Nous formulons les demandes suivantes :
- Les épreuves de spécialité doivent être reportées au mois de juin. Ce report doit être annoncé dès la rentrée. Après deux années fortement perturbées par la pandémie, élèves et professeurs ont besoin d’une visibilité sur le calendrier de l’année pour travailler de manière sereine et efficace.
- Afin de limiter les contestations et dans un souci d’équité, il est souhaitable que les élèves passent chacune de leurs épreuves de spécialité le même jour, sur un seul sujet national.
- L’épreuve du Grand Oral doit être repensée : la maîtrise des savoirs et la capacité à répondre à des questions exigeantes, seules preuves d’un travail de qualité, doivent être déterminantes dans l’évaluation. Un horaire hebdomadaire doit être prévu pour y préparer sérieusement les élèves.
- Un bilan lucide et sincère des dernières réformes doit être établi. Il faut évaluer si celles-ci contribuent vraiment à la formation intellectuelle et au progrès des élèves et si elles les préparent à affronter l’enseignement supérieur.
Nos interlocuteurs nous apportent les réponses suivantes :
- Jean-Marc Huart nous assure que le ministère n’a donné aucune consigne visant à remonter des notes, et qu’une enquête a été diligemment menée afin d’établir qui avait pu prendre l’initiative de cette « harmonisation » statistique. Il nous informe qu’une commission a été reconvoquée. Il minimise, par ailleurs, l’ampleur de cette harmonisation statistique : celle-ci porterait sur 17 à 20 % des notes seulement et, dans 90 % des cas, l’écart serait de 0,5 à 1 point. Il tient à souligner, par ailleurs, que les correcteurs peuvent être assurés de la confiance du ministère en l’objectivité de leur notation. Nous nous étonnons des chiffres donnés par le ministère : ils montrent, au contraire, que cette harmonisation est loin d’avoir été marginale. Nous demandons à nos interlocuteurs s’il y a eu des précédents. De façon plus générale, les notes peuvent-elles être modifiées après le verrouillage du lot par le correcteur sur Santorin ? Nous n’obtenons pas de réponse claire sur ce point.
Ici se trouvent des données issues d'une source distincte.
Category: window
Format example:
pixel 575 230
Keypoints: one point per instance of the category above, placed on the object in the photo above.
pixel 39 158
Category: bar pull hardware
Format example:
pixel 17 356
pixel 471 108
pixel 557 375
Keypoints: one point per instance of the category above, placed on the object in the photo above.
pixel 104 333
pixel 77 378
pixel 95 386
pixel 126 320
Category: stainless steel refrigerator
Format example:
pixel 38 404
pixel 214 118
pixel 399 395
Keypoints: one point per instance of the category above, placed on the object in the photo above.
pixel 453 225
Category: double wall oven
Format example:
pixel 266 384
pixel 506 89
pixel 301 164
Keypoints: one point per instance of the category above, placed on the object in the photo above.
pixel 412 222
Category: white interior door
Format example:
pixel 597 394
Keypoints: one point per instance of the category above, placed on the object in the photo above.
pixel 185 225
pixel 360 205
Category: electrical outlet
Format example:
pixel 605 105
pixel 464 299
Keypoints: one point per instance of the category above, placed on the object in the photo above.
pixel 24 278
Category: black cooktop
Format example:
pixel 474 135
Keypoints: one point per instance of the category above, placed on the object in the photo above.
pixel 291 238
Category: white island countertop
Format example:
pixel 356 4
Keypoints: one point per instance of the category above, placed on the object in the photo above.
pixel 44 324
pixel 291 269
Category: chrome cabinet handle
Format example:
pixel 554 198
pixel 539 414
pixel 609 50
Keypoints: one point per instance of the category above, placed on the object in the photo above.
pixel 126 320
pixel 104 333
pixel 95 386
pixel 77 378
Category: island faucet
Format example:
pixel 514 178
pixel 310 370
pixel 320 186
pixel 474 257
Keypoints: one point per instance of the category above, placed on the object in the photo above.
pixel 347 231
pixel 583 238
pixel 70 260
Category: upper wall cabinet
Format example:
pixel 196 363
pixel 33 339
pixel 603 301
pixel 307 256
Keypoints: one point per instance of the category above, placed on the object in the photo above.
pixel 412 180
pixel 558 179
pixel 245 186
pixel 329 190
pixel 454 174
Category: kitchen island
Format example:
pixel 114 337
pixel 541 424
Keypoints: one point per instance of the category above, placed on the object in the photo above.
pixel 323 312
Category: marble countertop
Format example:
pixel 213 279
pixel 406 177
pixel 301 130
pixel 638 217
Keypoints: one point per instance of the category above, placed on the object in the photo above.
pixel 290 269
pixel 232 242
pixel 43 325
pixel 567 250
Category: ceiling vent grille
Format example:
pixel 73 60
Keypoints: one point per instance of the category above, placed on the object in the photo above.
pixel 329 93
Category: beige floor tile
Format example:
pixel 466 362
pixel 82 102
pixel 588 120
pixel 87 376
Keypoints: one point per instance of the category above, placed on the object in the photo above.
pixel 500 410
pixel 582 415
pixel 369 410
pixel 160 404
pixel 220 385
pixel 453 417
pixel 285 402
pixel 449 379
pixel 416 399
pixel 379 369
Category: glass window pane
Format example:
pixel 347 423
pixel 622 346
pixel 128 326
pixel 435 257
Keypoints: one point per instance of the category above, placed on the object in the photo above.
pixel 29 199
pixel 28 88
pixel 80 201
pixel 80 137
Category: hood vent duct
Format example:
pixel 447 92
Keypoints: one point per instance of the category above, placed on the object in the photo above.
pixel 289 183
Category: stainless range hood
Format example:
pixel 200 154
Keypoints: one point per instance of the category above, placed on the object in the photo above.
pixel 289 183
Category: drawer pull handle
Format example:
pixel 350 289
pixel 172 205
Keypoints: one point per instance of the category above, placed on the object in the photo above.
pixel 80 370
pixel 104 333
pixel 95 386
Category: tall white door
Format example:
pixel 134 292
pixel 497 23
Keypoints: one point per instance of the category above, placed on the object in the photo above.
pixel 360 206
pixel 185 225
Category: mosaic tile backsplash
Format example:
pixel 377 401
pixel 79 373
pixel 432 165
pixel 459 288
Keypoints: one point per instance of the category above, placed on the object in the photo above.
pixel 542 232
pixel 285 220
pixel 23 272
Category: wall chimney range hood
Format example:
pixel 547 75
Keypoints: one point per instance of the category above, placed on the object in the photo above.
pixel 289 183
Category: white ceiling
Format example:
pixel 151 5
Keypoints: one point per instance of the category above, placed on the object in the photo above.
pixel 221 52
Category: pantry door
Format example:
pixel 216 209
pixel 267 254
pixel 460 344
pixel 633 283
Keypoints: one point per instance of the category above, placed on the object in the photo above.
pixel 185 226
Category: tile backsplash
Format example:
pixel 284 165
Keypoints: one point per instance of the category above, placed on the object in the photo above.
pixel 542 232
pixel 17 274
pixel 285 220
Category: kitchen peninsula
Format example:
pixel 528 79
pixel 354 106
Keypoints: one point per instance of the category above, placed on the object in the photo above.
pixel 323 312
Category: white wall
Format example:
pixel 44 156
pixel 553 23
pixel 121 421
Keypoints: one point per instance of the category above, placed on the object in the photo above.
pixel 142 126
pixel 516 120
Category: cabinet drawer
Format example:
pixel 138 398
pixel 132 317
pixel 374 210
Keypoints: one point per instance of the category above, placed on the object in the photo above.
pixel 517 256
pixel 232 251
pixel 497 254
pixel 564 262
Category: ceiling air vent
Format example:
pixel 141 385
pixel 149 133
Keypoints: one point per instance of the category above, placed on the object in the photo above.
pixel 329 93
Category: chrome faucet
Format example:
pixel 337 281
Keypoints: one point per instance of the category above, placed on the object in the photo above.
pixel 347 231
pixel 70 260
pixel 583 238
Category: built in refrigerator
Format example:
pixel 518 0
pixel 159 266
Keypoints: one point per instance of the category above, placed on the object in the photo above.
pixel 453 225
- L’introduction d’une part de contrôle continu dans le Baccalauréat était une façon de normaliser l’examen. La France faisait figure d’exception : nous étions le seul pays au monde dans lequel le Baccalauréat était évalué à partir d’épreuves terminales. Le contrôle continu, de plus, n’est pas un précédent : il a déjà été introduit en Lycée professionnel et à l’Université. Les commissions d’entente et d’harmonisation garantissent, enfin, l’égalité des candidats.
- Le ministère n’entend pas revenir sur le calendrier de l’année de Terminale. Pour permettre la préparation du Grand oral et pour que les notes obtenues lors de ces épreuves comptent dans Parcoursup, les épreuves de spécialités doivent avoir lieu au printemps. Devant notre insistance et les arguments déployés, nos interlocuteurs nous invitent à ne pas tomber dans le « déclinisme » et à faire preuve d’optimisme. Assurément, ces réformes réduiront le taux d’échec des étudiants en première année de Licence. Il faut rechercher l’excellence pour nos élèves, la « juste exigence ». Nos interlocuteurs nous renvoient au comité de suivi de la réforme doit se réunir fin septembre. Nous ne pouvons que partager cette « juste exigence » mais elle est difficilement compatible avec les consignes récurrentes de « bienveillance » données aux correcteurs.
Nous disons notre regret que le ministère n’entende pas notre demande urgente et légitime du report des épreuves de spécialité. Nous remercions nos interlocuteurs de nous avoir accordé cette audience, qui aura duré plus d’une heure.